Finally, we managed to squeeze in some time to write a report about what has been going on the mysterious JIT sprint in Gothenburg, Sweden. The main goals of the sprint were to lay down the groundwork for getting more JIT work going in the next months and get more of PyPy developers up to speed with the current state of the JIT. One of the elements was to get better stability of the JIT, moving it slowly from being a prototype to actually work nicely on larger programs.
The secret goal of the sprint was to seek more speed, which Anto and Carl Friedrich did even during the break day:
We spent the first two days improving test coverage of the x86 backend and the optimizer. Now we have 100% coverage with unittests (modulo figleaf bugs), which does not mean anything, but it's better than before.
Then we spent quite some time improving the optimizer passes, so now we generate far less code than before the sprint, because a lot of it is optimized away. On the interpreter side, we marked more objects (like code objects) as immutable, so that reading fields from them can be constant-folded.
Another important optimization that we did is to remove consecutive reading of the same fields from the same structure, if no code in between can change it.
Our JIT is a hybrid environment, where only hot loops of code are jitted and the rest stays being interpreted. We found out that the performance of the non-jitted part was suboptimal, because all accesses to python frames went through an extra layer of indirection. We removed this layer of indirection, in the case where the jit and the interpreter cannot access the same frame (which is the common case).
We also spent some time improving the performance of our x86 backend, by making it use more registers and by doing more advanced variable renaming at the end of loops. It seems that using more registerd is not as much of a win as we hoped, because modern day processors are much smarter than we thought.

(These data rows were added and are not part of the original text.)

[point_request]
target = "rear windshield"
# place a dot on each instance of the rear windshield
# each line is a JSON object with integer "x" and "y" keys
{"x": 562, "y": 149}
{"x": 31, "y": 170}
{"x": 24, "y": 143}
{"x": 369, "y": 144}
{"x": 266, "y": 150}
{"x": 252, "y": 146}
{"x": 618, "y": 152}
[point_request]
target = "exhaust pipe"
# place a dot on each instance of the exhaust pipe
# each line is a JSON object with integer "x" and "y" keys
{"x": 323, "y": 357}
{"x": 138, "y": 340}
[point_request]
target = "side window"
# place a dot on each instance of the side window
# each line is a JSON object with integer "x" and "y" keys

The most mind bending part was finding why we loose performance by making the JIT see more of the interpreter. It took us two very frustrating days and 36 gray hairs to find out that from the JIT we call a different malloc function in the Boehm GC, which is by far slower than the version that we use from the interpreter. This meant that the more we jitted, the slower our code got, purely because of the mallocs.

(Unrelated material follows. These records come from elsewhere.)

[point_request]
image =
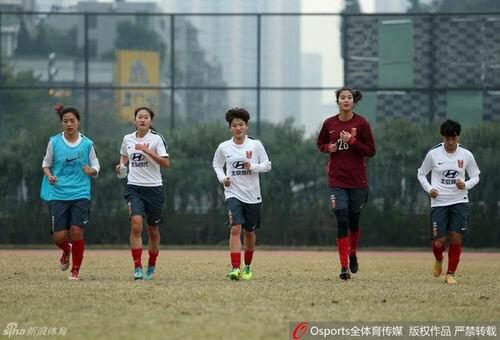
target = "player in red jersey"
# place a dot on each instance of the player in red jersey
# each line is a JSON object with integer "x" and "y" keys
{"x": 348, "y": 140}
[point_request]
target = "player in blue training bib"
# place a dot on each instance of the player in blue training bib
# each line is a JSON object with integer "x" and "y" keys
{"x": 69, "y": 163}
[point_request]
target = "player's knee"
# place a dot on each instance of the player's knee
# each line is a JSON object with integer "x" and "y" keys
{"x": 456, "y": 239}
{"x": 342, "y": 222}
{"x": 76, "y": 233}
{"x": 236, "y": 230}
{"x": 354, "y": 221}
{"x": 136, "y": 229}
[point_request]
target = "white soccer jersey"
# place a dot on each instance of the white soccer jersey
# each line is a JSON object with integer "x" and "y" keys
{"x": 446, "y": 169}
{"x": 245, "y": 184}
{"x": 143, "y": 170}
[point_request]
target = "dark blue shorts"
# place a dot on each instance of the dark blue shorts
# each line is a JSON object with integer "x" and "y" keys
{"x": 64, "y": 214}
{"x": 145, "y": 201}
{"x": 351, "y": 199}
{"x": 449, "y": 218}
{"x": 246, "y": 214}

Now that this is fixed, the world makes much more sense again.
A lot of the sprint's work is not directly measurable in the performance figures, but we did a lot of work that is necessary for performance to improve in the next weeks. After we have done a bit more work, we should be able to provide some performance figures for programs that are more realistic than just loops that count to ten millions (which are very fast already :).
Now we're going to enjoy a couple of days off to recover from the sprint.
Carl Friedrich, fijal